Social-emotional learning can begin on the bus ride
Lessons around social-emotional skills don't have to end when students leave the school building, as the school bus can also be a setting in which adults help students learn resilience and self-regulation skills, Lori Desautels, an assistant professor of education at Butler University in Indianapolis, writes for Edutopia.
This past summer, Desautels and a graduate student trained school transportation personnel in northern Indiana on how to form positive relationships with students during their rides to and from school and how to teach them ways to cope with stressful situations at home or during the school day.

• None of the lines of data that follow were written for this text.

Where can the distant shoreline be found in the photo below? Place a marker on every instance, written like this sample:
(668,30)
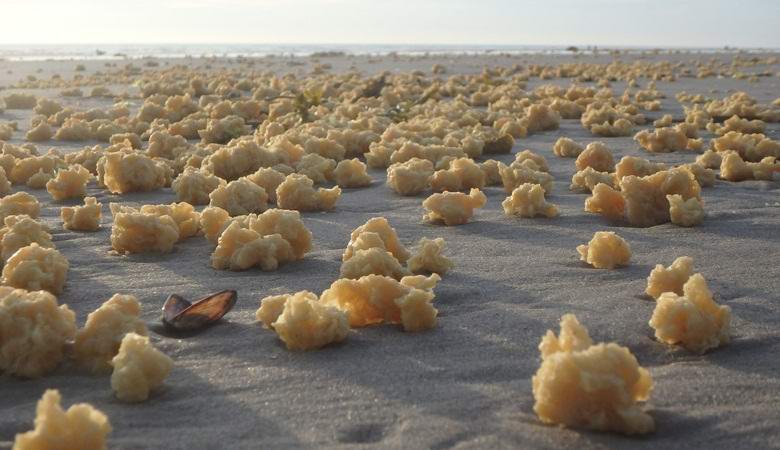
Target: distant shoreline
(42,52)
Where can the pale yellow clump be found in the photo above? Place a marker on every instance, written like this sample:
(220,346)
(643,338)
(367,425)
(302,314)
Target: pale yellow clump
(69,183)
(213,221)
(410,177)
(316,167)
(429,258)
(82,218)
(289,225)
(194,186)
(662,140)
(606,250)
(606,201)
(302,321)
(374,260)
(462,174)
(19,203)
(297,192)
(239,197)
(597,156)
(184,214)
(531,160)
(709,159)
(39,179)
(645,197)
(453,208)
(516,175)
(528,201)
(387,237)
(139,368)
(36,268)
(5,185)
(131,172)
(704,176)
(21,231)
(566,148)
(692,320)
(33,332)
(81,427)
(669,279)
(40,132)
(587,179)
(685,213)
(374,299)
(241,248)
(597,387)
(98,342)
(492,173)
(268,179)
(351,173)
(734,168)
(139,232)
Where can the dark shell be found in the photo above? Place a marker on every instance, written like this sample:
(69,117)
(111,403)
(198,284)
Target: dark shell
(181,315)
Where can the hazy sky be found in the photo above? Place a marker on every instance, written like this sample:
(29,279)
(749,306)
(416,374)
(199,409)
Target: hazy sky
(708,23)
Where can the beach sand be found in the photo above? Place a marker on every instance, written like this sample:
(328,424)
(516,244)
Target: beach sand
(466,383)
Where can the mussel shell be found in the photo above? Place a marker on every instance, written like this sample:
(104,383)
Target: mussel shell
(182,315)
(173,306)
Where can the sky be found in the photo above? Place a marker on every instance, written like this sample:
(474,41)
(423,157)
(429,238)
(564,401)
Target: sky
(655,23)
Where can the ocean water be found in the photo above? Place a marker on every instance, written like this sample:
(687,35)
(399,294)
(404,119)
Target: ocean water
(136,51)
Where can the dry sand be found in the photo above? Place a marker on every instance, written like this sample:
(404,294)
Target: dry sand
(467,383)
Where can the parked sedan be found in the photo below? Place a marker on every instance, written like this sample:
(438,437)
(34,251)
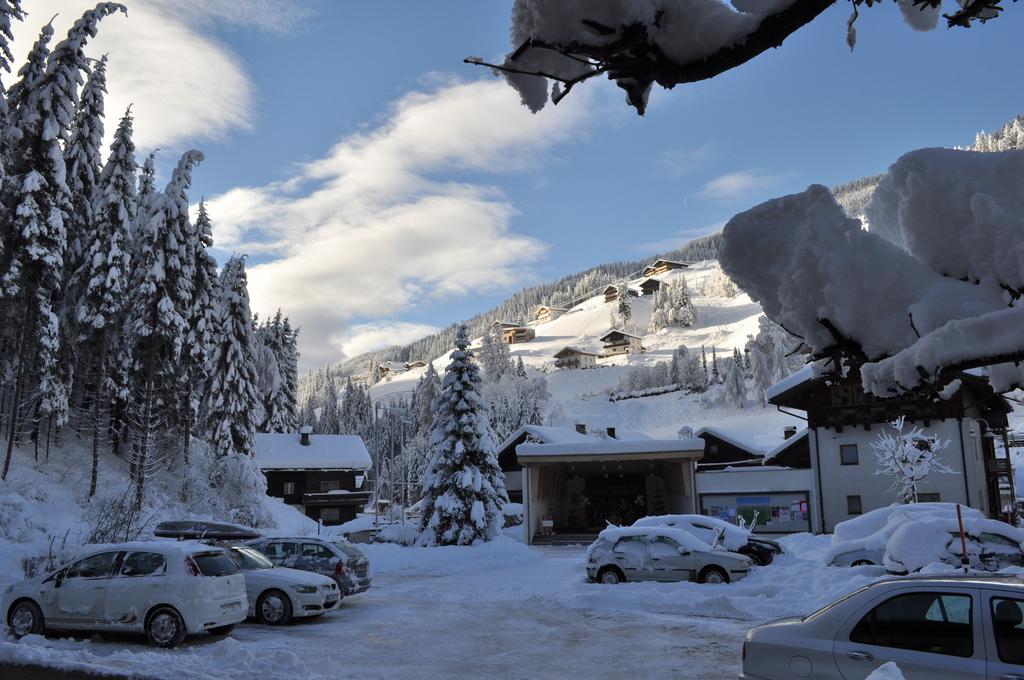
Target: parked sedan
(276,595)
(714,530)
(660,553)
(165,590)
(937,628)
(336,558)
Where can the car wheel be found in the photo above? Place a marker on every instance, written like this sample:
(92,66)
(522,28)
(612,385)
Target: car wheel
(713,575)
(26,619)
(610,576)
(273,608)
(165,628)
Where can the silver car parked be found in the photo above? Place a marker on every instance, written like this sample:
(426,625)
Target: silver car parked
(660,553)
(336,558)
(934,628)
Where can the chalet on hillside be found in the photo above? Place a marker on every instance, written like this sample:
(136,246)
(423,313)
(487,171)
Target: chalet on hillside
(545,313)
(518,334)
(621,342)
(650,286)
(322,474)
(573,357)
(843,421)
(660,266)
(580,479)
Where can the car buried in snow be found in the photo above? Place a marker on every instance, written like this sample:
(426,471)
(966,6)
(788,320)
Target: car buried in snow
(165,590)
(733,538)
(336,558)
(934,628)
(660,553)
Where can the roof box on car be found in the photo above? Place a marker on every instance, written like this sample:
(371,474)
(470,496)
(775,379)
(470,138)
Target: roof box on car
(204,530)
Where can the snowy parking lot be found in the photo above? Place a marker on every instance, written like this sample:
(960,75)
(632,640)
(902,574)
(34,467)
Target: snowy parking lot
(499,609)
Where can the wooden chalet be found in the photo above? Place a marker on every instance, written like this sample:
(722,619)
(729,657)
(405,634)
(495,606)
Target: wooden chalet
(573,357)
(545,313)
(660,266)
(621,342)
(322,474)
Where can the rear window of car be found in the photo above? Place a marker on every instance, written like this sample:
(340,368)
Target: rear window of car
(215,564)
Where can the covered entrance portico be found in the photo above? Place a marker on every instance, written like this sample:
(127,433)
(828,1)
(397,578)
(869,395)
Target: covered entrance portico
(582,492)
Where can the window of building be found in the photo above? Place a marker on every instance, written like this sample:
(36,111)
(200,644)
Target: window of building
(1008,622)
(935,623)
(853,506)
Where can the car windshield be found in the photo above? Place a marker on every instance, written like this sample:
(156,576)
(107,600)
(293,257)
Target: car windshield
(347,548)
(248,559)
(214,563)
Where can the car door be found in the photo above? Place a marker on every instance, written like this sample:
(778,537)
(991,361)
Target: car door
(630,554)
(669,560)
(1004,624)
(931,635)
(137,586)
(78,597)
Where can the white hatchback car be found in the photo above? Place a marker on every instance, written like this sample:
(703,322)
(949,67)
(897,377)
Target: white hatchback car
(279,594)
(934,628)
(165,590)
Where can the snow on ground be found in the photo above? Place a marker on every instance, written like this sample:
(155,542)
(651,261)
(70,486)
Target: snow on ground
(501,609)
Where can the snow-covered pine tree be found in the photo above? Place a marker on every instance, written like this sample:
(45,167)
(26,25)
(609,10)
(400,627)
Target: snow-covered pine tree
(103,279)
(463,489)
(626,310)
(735,385)
(233,404)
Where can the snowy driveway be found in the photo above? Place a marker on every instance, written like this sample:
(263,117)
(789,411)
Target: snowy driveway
(499,610)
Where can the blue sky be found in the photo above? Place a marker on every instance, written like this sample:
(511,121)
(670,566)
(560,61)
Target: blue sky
(382,187)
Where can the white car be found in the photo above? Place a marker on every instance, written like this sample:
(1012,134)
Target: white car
(276,595)
(714,532)
(938,628)
(165,590)
(862,540)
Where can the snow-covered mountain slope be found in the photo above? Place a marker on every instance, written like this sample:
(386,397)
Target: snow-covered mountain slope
(582,395)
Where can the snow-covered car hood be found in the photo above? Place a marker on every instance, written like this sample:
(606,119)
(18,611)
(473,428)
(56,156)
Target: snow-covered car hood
(283,576)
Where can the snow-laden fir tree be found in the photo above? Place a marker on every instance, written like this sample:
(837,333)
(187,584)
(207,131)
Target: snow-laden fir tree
(908,457)
(233,404)
(463,489)
(735,385)
(103,279)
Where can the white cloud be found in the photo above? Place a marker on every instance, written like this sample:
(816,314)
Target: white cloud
(387,219)
(184,86)
(738,184)
(369,337)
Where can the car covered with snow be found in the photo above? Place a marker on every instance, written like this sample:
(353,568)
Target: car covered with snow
(862,540)
(716,532)
(336,558)
(990,544)
(165,590)
(276,595)
(934,628)
(660,553)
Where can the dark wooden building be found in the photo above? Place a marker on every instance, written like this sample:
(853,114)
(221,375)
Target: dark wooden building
(322,474)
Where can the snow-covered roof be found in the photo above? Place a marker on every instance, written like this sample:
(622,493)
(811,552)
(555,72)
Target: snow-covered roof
(326,452)
(599,448)
(806,374)
(785,443)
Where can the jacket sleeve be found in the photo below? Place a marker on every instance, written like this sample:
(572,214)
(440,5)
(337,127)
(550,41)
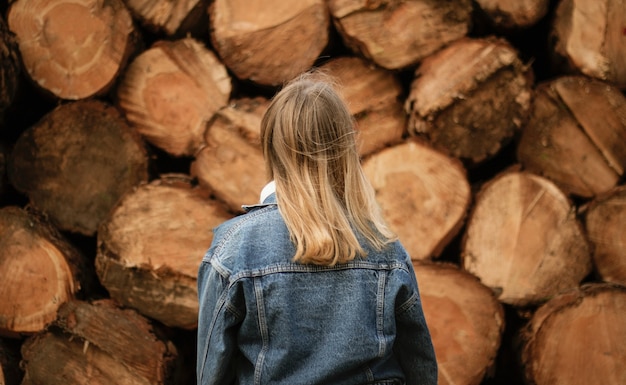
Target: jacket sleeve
(413,347)
(218,322)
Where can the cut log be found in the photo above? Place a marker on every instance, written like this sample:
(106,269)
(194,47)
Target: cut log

Even having a unique hand signal with a student can help him or her feel special and not lost in the crowd.
One suggestion is to recruit older students on the bus to serve as mentors to younger students, Desautels writes, noting that drivers can also “catch” students doing something kind for their peers and recognize them for their efforts, or use social media to create a sense of community on the bus.
Bus drivers are often the first and last representation of school that students see each day. The school bus ride is not just a form of transportation to a place of learning: It is a social-emotional learning environment of its own. That environment, whether positive or negative, sets the tone for learning throughout the day and affects a student’s perception of education.
The concept of student mentors on buses is an intriguing one. This type of support could benefit both the younger and the older student. The idea could possibly be expanded to provide a way to offer homework support on the bus ride home. Imagine the effect of converting this “lost time” into an educational opportunity!
If trained properly, bus drivers can provide a positive link between the student’s home environment and school, and they can foster social-emotional learning skills. This role can also be assumed by other support staff. Cafeteria workers and maintenance staff also see events, such as bullying, abuse or emotional responses, that teachers cannot always see. Since the overall welfare of a student impacts their learning, any attempts to create support systems among staff member is likely to improve educational outcomes.